Surrounded by eight peaks and suspended high in the mountains, Koya-san’s 117 temples evoke a spiritual experience like none other.
A walk in the woods
In 816 AD, a monk named Kukai wandered into the thickly forested slopes of Mount Koya (Koya-san) in Japan’s Wakayama Prefecture in hope of finding a suitable site to build a base for his newly founded Shingon sect of Esoteric Buddhism. He chose an 800m-deep valley surrounded by eight peaks, whose ridges resemble the petals of an eight-petaled lotus blossom. Twelve centuries and 117 temples later, Kukai’s spiritual wooded wonderland is a Unesco World Heritage site and one of Japan’s most sacred destinations – a place where the wafting aroma of incense, the chanting of shaved-head monks and the primeval air of forested cemeteries creates a spiritual experience like none other.
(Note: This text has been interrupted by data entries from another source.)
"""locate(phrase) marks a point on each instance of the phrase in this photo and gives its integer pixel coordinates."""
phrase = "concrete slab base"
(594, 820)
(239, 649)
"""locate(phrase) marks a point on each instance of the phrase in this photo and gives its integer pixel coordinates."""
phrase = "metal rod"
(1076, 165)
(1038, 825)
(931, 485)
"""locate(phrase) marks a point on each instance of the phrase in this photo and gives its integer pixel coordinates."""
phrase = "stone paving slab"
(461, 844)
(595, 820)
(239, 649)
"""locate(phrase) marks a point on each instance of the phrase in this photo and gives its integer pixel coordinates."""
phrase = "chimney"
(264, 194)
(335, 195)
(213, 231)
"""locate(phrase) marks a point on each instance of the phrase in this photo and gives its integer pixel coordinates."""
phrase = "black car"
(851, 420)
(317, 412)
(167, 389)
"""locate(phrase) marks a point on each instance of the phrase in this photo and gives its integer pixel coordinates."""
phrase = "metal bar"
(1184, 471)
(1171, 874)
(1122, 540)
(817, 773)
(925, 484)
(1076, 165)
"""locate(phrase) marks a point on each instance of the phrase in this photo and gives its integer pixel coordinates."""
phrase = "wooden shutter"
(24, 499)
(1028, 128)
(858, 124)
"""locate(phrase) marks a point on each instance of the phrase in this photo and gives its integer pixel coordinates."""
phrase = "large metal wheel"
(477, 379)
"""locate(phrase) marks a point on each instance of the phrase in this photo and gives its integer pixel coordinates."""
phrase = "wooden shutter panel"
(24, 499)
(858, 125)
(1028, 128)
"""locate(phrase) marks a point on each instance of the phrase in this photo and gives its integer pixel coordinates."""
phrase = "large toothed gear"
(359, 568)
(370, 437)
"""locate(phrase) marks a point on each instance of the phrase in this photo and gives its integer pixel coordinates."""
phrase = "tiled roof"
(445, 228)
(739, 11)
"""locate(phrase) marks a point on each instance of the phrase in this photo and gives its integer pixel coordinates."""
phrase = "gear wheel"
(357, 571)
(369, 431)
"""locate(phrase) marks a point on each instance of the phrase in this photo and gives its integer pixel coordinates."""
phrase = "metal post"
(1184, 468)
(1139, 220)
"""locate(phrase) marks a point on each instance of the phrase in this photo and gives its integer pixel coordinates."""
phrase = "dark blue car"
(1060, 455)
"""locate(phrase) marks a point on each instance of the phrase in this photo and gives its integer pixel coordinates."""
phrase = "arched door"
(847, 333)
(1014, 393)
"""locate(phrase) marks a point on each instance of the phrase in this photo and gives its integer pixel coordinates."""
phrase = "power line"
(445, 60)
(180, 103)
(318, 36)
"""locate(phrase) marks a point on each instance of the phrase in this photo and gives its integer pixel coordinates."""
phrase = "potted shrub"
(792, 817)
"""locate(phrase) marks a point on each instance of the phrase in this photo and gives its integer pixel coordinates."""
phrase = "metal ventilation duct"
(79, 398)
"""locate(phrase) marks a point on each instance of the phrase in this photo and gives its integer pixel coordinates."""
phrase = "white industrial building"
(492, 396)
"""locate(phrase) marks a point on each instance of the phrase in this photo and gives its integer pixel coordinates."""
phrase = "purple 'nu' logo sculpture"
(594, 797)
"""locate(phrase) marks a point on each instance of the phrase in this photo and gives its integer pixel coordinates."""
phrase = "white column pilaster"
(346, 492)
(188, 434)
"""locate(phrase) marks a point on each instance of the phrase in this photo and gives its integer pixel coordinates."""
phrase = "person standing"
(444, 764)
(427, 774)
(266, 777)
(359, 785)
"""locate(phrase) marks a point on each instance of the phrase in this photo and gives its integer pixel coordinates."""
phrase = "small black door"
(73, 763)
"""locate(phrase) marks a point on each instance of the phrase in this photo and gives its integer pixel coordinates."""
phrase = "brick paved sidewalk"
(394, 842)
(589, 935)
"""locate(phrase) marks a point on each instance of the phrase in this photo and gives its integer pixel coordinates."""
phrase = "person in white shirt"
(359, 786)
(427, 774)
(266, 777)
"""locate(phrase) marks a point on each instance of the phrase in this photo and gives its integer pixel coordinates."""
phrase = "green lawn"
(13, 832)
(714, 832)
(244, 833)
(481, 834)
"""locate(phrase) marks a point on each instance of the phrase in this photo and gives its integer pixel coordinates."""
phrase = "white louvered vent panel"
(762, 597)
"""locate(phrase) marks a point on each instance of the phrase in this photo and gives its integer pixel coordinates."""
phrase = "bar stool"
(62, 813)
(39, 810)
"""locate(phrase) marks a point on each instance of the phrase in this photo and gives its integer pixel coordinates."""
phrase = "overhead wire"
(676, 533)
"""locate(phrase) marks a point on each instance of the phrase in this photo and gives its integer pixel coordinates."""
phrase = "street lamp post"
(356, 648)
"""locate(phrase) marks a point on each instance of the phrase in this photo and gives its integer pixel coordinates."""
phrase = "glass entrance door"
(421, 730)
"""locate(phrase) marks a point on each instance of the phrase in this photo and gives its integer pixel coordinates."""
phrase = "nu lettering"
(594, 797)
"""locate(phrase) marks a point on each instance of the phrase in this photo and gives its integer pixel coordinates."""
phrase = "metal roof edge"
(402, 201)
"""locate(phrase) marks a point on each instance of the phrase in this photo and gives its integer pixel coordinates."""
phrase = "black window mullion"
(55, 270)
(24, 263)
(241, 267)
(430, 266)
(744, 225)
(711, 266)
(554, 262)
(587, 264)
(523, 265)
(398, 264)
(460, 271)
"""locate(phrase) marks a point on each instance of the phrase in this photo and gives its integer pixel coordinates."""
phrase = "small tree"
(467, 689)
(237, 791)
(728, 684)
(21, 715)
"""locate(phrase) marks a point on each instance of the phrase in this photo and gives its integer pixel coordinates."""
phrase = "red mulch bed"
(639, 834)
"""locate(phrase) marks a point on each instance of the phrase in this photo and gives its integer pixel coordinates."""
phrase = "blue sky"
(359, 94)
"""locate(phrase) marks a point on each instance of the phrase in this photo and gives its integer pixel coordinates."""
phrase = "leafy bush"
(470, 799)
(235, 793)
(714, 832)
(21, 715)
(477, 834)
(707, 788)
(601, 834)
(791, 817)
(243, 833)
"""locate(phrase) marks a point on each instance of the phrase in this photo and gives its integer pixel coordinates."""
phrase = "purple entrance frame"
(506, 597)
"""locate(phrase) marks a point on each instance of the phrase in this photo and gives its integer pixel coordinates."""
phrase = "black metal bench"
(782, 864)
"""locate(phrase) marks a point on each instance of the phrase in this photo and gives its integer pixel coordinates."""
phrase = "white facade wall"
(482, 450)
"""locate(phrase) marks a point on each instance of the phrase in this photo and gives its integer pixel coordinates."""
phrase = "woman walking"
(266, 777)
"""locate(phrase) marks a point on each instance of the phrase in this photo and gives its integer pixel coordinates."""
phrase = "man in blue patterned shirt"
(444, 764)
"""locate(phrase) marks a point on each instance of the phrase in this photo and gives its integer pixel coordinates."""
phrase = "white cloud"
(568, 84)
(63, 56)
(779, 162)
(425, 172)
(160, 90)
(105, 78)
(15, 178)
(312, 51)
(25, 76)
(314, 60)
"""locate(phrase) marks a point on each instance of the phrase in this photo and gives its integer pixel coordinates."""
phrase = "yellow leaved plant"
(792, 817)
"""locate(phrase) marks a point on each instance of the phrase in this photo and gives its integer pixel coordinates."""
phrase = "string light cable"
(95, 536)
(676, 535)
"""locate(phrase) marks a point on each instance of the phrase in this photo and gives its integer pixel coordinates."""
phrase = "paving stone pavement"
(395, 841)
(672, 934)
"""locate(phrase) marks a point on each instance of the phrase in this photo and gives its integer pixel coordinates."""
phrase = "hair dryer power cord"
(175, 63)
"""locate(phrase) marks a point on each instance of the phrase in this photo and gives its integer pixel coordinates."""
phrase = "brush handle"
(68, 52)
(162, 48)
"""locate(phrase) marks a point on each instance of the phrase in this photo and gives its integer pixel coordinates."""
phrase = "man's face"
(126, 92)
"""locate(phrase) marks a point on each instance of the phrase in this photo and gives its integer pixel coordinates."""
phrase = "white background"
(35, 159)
Worshipping the natural world
Today, Koya-san is part of the sacred pilgrimage routes known as the Kumano Kodo, whose towering cedar and cypress forests, crashing waterfalls and temple-studded peaks appear to be suspended among the clouds in certain places. This 307km network of moss-covered stones and earthen trails, which connect the three great Kumano shrines to Koya-san, attracts roughly 15 million visitors a year and reflects the ancient Japanese belief of worshipping nature. In the Japanese religion of Shintoism, forests and rocks can be inhabited by the spirits of gods (kami) and every element of nature is considered divine.
Of the 117 temples scattered throughout Koya-san, some 50 of which serve as shukubo inns where guests can spend the night, meditate and commune with monks. And more than 1,200 years after Kukai (posthumously known as Kobo Daishi) first ventured into Koya-san’s secluded slopes, his spirit is believed to reside here in eternal meditation.